Deliverable # D6.5.3

Core

C.1.5.1 Installation For instructions on how to install the sla-core, we point to the appendix of D5.4.3. C.1.5.2 Usage The sla-core exposes a REST interface to interact with it. The exposed resources are: • providers • templates • agreements • violations • penalties There is also an operation relevant for Energizer 4Clouds, in charge of starting the enforcement of the agreement of the C-AP SLA level and the corresponding agreements of the AP-CP SLA level. This operation enables the listening of QoS violations of the C-AP and AP-CP SLA levels and the QoB enforcement of the agreement of the C-AP SLA level. For this purpose, it attaches the sla-core as a metric observer of the rules referenced in the agreements. For a detailed user guide, we point to the appendix of D5.4.3

C.1.6

Mediator

C.1.6.1 Installation The mediator does not need installation in its current form. The compile process generates a selfcontained jar in target/ directory, which may be executed or distributed. C.1.6.2 Usage The mediator contains an utility to start the enforcement of an agreement: the Starter. Since the integration with cloudML, this utility is only useful for debugging purposes: cloudML is now the responsible to perform the necessary REST call to the core to start the enforcement.

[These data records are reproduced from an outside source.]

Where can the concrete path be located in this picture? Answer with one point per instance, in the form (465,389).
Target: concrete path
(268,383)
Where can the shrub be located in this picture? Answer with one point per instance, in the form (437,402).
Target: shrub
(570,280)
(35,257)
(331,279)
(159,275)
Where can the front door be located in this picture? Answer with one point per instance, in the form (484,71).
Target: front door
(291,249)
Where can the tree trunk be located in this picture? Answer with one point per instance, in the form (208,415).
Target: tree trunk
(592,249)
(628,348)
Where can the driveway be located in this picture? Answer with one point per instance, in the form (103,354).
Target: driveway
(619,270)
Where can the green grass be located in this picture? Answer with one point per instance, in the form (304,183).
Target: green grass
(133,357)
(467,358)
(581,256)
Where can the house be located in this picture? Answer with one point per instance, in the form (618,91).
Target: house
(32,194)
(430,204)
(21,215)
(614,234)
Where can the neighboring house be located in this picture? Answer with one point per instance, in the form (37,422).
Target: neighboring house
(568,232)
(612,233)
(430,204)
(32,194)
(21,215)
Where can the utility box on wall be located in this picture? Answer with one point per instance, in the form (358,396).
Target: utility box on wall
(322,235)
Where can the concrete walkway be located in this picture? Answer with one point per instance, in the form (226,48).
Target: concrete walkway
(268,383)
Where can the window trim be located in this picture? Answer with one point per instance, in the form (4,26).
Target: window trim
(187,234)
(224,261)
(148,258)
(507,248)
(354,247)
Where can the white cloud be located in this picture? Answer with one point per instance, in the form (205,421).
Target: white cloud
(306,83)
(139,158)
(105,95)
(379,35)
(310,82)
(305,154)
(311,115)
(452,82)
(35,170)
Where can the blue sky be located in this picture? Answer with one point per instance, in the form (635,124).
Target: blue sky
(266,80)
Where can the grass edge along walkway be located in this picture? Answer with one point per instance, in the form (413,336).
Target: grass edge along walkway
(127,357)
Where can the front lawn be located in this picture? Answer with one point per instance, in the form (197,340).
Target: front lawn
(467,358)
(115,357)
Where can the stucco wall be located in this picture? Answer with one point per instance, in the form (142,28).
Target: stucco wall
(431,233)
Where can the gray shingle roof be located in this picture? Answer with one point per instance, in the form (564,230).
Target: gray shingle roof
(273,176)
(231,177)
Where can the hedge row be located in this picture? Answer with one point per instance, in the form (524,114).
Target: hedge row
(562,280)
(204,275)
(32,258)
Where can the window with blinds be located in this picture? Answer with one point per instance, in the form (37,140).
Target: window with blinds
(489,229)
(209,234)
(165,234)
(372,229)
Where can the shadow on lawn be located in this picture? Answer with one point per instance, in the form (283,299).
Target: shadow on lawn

The Starter is a command line application that takes as input an agreement identifier (that has been previously defined by the use of Modelio) and subsribes the core as an observer of Tower 4Clouds for the relevant metrics. The available options are: –id value : Agreement Id [–callback value] : Callback Url. If not set, fallback to $sla/metrics –user -u value : Sla Credentials (user:password) [–dir -d value] : Directory where to find rules file. If not specified, tries to retrieve OutputMetric information from agreement –metrics value : Monitoring Platform Metrics Url –sla value : Sla Core Url So, for example, a valid invocation is: $starter –id a2e81c4e-6814-48d0-8493-6f3e68a4aae7 –sla http://localhost:8080/sla-service –user user:password –metrics=http://192.168.56.101:8888/v1/metrics The program retrieves the agreement from the core and attach to the metrics.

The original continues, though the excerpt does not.